Tuesday, August 7, 2018

In short: Dark Beacon (2017)

Warning: even though this is short, I still can’t avoid spoilers!

Amy (April Pearson) has been looking for her former lover Beth (Lynne Anne Rodgers) and Beth’s little daughter Maya (Kendra Mei) for some time, after they just packed up and left. Not that their sudden leaving is much of a surprise, for Beth was married when she and Amy were involved, and was dragged off a cliff and nearly drowned by her husband Christopher in a murder-suicide attempt based on his rather abstract notions of them not making good parents because she’s a self-involved alcoholic and he’s a coward. These mildly sordid details will only come out over the course of the movie.

For reasons, Amy finds Beth and Maya living in a lighthouse that is cut off from the mainland for much of the time. As it will turn out, the lighthouse is the house where hubby grew up. Something is very wrong there too. It is as if Christopher’s ghost is hanging around, planning to finish what he started. Or perhaps Beth is just going insane.

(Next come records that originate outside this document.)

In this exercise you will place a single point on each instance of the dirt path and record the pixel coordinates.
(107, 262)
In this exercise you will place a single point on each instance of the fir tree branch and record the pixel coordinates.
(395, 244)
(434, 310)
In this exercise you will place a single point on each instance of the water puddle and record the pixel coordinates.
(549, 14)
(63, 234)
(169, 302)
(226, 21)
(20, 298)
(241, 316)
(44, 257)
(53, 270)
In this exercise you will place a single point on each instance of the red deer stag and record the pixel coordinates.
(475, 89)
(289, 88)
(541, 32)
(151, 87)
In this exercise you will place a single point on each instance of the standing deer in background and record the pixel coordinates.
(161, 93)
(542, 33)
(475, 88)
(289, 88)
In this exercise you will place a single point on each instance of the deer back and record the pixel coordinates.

As liminal spaces neither belonging completely to the land or the sea, lighthouses are wonderful places to set all kinds of horror films in, be it the more philosophical version of supernatural horror, or, as in the case of Coz Greenop’s Dark Beacon, the psychological kind. The film is, alas, not a terribly successful example of its kind. To work as it should be, psychological horror does need a large degree of precision in characterisation and/or plotting. A film in the genre really needs to give its audience inroads into what goes on in its characters, otherwise we end up with something like this, where a ghost is simply the reason for a scenery-chewing performance of random movie madness instead of anything that feels like the product of actual psychological pressure.


I’m also not terribly fond of the way the film uses the supernatural, or rather, the vagueness in which it does, including scenes that only work if Christopher’s ghost is indeed real, but then letting things play out as if Beth were simply movie-crazy. It doesn’t exactly help the film’s case here that it is all too easy to read the madness as some sort of punishment for Beth’s “loose morals” – if it is indeed meant that way or not, I’m not going to guess.